The cathedral was a church dedicated to Saint Étienne, modest as compared with its medieval successor, Notre Dame, whose sacristy is placed on the same spot, yet showing that concentration of the arts in their expression of religious spirit which has made the churches of Europe at once the treasure-house of the student and the devotee, the inspiration of the poet, and the joy of the lover of color and of line. Both of these Christian churches have stood on ground already dedicated to religion, for under the choir of Notre Dame there was discovered in 1711 a pagan altar, now the chief relic of the museum in the Thermes. The inscription on the stone places it in the reign of the emperor Tiberius (14-37 A.D.), the successor of the great Augustus. Its inscription reads: “When Tiberius was emperor the Parisian Watermen publicly raised this altar to Jupiter, best and greatest.”

[Image unavailable.]

The NautÆ Stone.

These Watermen (Nautae) seem from early days to have been an important guild, first as carriers of merchandise and later as an administrative body. In the twelfth century the band was called the Brotherhood of Water Merchants, and its head the Provost of the Water Merchants, a name given in shortened form—Provost of the Merchants—to the first magistrate of the city up to the time of the Revolution at the end of the eighteenth century. Even to-day such of the duties of the Prefect of the Seine as apply not to the Department of the Seine but to the city of Paris alone are comparable to those of the Provost of the Merchants. From the seal of the Nautae, a boat, has developed the present coat of arms of the City of Paris.

It was about the middle of the third century that the altar to greatest Jupiter began to be deserted by its worshipers, for it was then that Saint Denis came to Paris to preach the new religion, and with his coming and the Emperor Constantine’s conversion Christian churches began to be built. Even the martyrdom of Saint Denis, who, according to Gregory of Tours, “ended his earthly life by the sword,” was no check to believers.
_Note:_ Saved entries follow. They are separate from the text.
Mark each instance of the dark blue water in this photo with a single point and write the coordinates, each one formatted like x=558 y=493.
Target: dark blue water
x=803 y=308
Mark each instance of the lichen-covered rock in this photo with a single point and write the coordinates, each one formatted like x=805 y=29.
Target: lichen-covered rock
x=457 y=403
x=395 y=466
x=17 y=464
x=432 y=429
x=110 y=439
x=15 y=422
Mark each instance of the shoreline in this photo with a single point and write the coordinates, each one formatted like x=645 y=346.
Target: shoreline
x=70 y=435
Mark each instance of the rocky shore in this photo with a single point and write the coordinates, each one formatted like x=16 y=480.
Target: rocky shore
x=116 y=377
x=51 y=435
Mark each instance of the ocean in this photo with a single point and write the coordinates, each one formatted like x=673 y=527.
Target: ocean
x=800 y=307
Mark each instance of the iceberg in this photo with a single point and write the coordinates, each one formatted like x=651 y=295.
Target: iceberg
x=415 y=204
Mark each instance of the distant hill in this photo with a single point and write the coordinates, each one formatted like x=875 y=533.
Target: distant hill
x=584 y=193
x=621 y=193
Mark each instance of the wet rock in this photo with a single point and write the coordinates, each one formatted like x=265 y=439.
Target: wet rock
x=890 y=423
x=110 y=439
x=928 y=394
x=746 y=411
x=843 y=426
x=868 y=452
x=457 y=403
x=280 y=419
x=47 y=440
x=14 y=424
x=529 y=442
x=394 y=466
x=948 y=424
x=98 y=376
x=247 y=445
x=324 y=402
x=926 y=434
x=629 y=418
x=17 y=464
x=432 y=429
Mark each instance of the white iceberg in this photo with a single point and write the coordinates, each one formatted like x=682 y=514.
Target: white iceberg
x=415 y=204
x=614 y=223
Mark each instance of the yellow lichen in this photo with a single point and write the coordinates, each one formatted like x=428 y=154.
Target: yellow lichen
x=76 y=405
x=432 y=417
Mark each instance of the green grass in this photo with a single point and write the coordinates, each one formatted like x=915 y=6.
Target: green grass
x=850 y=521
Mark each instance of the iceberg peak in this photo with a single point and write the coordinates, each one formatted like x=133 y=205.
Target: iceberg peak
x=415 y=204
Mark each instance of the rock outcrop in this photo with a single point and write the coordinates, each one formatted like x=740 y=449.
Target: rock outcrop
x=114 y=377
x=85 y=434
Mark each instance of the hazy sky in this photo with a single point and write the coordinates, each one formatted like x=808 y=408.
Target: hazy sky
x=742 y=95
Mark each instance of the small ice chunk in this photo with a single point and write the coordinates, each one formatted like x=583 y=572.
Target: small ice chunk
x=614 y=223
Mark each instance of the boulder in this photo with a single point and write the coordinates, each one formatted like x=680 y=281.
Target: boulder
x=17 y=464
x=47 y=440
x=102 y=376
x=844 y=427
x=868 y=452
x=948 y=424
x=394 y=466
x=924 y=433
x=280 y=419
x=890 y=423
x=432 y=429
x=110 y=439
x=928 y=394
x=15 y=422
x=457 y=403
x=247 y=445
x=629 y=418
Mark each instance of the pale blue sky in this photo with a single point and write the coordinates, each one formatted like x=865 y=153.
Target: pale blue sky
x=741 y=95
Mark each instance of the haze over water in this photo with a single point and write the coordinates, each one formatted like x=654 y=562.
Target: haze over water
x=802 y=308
Legend has it that his head was stricken off on Montmartre, the hill towering above Paris on the north, and to-day crowned by the pearl-white dome of the basilica of the SacrÉ Coeur gleaming, mysterious, through the city’s eternal haze. The hill’s name has been said to mean “Mount of Mars,” because of a pagan altar raised upon its summit, or “Mount of the Martyr,” referring to the death of Saint Denis. Either derivation may be defended, and neither contradicts the story that the holy Bishop of Paris, decapitated, picked up his head and carried it for several miles before a kindly-disposed woman offered him burial. Over his remains a chapel was raised, restored about two centuries later by Sainte GeneviÈve, and replaced in 630 by the basilica which Dagobert I (602-638) erected to house fittingly that most holy relic, the head of the saint. The existing church was begun about five hundred years later by Suger, the minister of Louis VI who adopted the oriflamme of Saint Denis as the royal standard of France. The flag hung above the altar and was used only when the king went into battle himself. Since the English victory on the field of Agincourt (1415) it has not left the church. The banner (in replica) stands to-day in the choir behind and to the left of the high altar. Throughout the church are the tombs of the Kings of France from Dagobert to Louis XVIII—twelve centuries of royal bones.
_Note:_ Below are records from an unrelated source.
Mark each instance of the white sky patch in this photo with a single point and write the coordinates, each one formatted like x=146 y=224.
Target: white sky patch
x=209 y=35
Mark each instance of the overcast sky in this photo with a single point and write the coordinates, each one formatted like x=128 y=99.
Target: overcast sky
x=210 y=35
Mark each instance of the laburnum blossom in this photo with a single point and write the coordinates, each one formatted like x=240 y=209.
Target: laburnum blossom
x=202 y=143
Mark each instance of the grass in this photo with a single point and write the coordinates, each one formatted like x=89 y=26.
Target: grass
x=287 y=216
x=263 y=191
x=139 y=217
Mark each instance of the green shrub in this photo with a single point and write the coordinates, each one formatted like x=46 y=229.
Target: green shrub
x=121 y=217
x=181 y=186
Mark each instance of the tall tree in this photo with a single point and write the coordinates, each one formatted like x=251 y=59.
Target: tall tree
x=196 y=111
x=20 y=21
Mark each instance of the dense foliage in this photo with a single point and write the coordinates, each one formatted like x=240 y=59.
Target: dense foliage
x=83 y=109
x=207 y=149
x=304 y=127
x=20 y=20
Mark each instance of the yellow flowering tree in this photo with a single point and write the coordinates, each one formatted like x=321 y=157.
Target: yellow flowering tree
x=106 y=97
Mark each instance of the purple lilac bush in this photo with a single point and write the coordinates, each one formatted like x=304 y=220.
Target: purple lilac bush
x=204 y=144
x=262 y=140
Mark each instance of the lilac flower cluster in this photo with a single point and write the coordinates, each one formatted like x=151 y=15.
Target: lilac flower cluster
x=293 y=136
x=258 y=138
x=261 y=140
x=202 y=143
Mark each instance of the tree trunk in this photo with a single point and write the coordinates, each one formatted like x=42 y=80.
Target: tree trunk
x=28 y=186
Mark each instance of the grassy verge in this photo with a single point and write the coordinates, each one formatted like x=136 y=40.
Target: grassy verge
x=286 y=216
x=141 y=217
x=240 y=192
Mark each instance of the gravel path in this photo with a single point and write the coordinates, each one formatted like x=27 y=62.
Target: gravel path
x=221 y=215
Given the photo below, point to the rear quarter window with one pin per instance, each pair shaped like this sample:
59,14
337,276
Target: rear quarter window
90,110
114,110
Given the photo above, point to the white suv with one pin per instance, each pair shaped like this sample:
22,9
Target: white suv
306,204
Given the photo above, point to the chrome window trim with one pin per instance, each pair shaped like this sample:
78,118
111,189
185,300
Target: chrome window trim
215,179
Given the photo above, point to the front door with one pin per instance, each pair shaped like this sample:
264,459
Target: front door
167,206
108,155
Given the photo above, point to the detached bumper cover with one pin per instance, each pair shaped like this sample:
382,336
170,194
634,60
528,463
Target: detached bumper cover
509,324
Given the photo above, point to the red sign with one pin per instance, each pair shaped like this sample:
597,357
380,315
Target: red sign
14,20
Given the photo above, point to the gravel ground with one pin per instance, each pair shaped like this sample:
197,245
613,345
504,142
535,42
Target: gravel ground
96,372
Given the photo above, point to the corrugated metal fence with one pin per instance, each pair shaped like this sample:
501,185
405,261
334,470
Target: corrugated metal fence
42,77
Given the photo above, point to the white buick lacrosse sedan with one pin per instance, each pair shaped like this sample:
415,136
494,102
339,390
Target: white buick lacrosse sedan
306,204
The canonization of Martin, bishop of Tours, the soldier saint who did not hesitate to divide his cloak with the shivering poor, received early recognition in Paris, where, indeed, he has always been popular. In what was in Roman days the country but is now well within the city limits a chapel was reared in his honor on the spot where he stopped to cure a leper when he was on his way to Paris. In the eleventh century it was replaced by the Priory of Saint Martin-des-Champs, which developed into one of the huge monastic establishments which were each a little world in itself during the middle ages. Another chapel to Saint Martin rose at the mainland end of the bridge leading from the island to the right bank.

It was a fair and prosperous city that the world conquerors had nursed beside the Seine; it remained for time to prove whether its five centuries of growth had made it strong and sound or whether its heart was rotten and its roots uncertain of their hold.